ソラミッション※1の報告によると、多量の積雪を示す「道路にドッサリ」のエリアが関東地方のほとんどを覆うまで広がったことがわかる(図2)。風も強まり、吹雪を示す「ブワァー」のリポートが多く届いた(図3)。降雪は8日の深夜には弱まったが、9日の未明まで続いた。

20140210_1
図1:アメダスの積雪深の変化(東京の17時は欠測)
20140210_2
図2:2月8日4~20時のソラミッションの報告
20140210_3
図3:2月8日17~18時に届いたウェザーリポート

※1)ソラミッション:当社スマートフォンアプリ「ウェザーニュースタッチ」で天気や季節の変化に関するテーマを日々設け、それに関する現地の状況を報告していただく双方向コミュニケーションサービス。

2.記録的な大雪になった要因

1)爆弾低気圧並みに急発達した低気圧
大雪をもたらした低気圧は、2月6日に東シナ海で発生し、7日から8日にかけて東北東に進み、本州の南海上を通過した。低気圧の中心気圧は、8日3時には1002hPaであったが、15時には990hPaとなり、12時間で12hPaという「爆弾低気圧」並みの急発達を示し、これにより降水と風が強まった。

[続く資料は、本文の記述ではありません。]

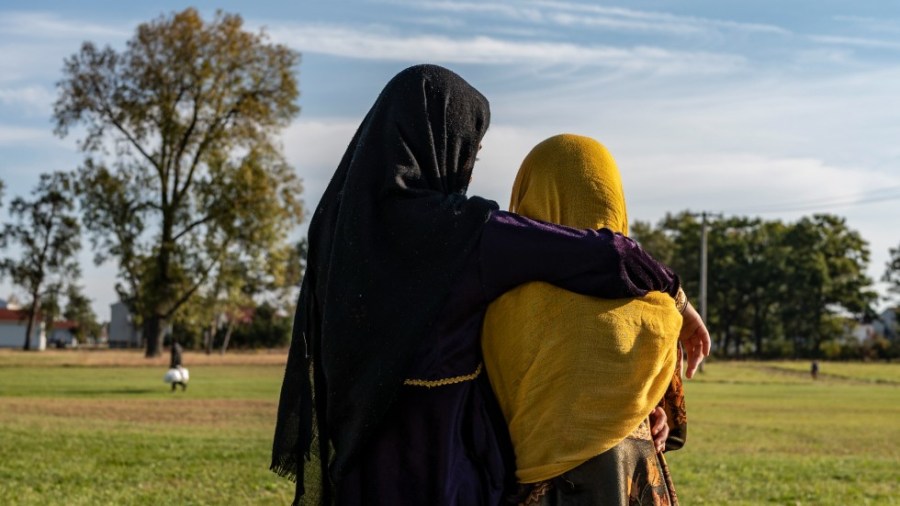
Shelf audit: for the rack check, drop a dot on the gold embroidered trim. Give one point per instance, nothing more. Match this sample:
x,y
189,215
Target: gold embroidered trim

2)強い寒気と多量の降水と積雪により下層にできた厚い冷気層
関東地方の地上付近には低気圧の接近前から強い寒気が入っていた。本格的な降水が始まる前の8日3時には、850hPa(上空約1500m)で-6℃以下の冷気に覆われていた(図5)。一般的に、南岸低気圧による関東の降雪は、850hPaの気温が-3~-1℃以下であることが降雪の目安とされることが多く、今回の気温は雪が降るには十分低い気温であった。
また、一般的には南岸低気圧の接近により、上空に暖かい空気が侵入して雨に変わることもあるが、今回は関東地方の地上気温は0℃前後の低い状態で経過した。多量の降雪と積雪によって下層(地上から1000m前後以下)に厚い冷気層が形成されて、暖かい空気の侵入を妨げていたことが推測される。

20140210_4
図4:8日15時の実況天気図
(黄色は低気圧の中心位置の推移)
20140210_5
図5:8日3時の850hPa(上空約1500m)の気温
(気象庁毎時大気解析)

3. まとめ

2014年2月7日から9日にかけて本州の南海上を低気圧が通過し、特に関東地方に記録的な大雪をもたらした。記録的な大雪となった要因としては、
1)低気圧が急速に発達しながら進み、降水量が多くなったこと
2)低気圧接近前から地上付近に強い寒気が入っていたこと、さらに、多量の降水と積雪により下層に厚い冷気層が形成され、低気圧接近時でも暖かい空気が流れ込まなかったこと
が主に考えられる。
今回は寒気が十分強かったため、数日前の時点でも雪で経過するエリアが多いことを予測することは難しくなかったが、当日の降雪強度や雨と雪の境界線の把握と、それによる積雪量の変化の予測において、サポーターからのリポートが非常に有効であった。
南岸低気圧による降水は雨雪の判別が難しく、積雪深計が少ないために降雪量の把握も難しい。当社では今後も「観測」と「感測」の両面を活用し、適切なサービスをご提供していく。

※このWxFilesの記載は速報値であり、二次災害あるいは今後同様の災害を少しでも減らすことを目的としています。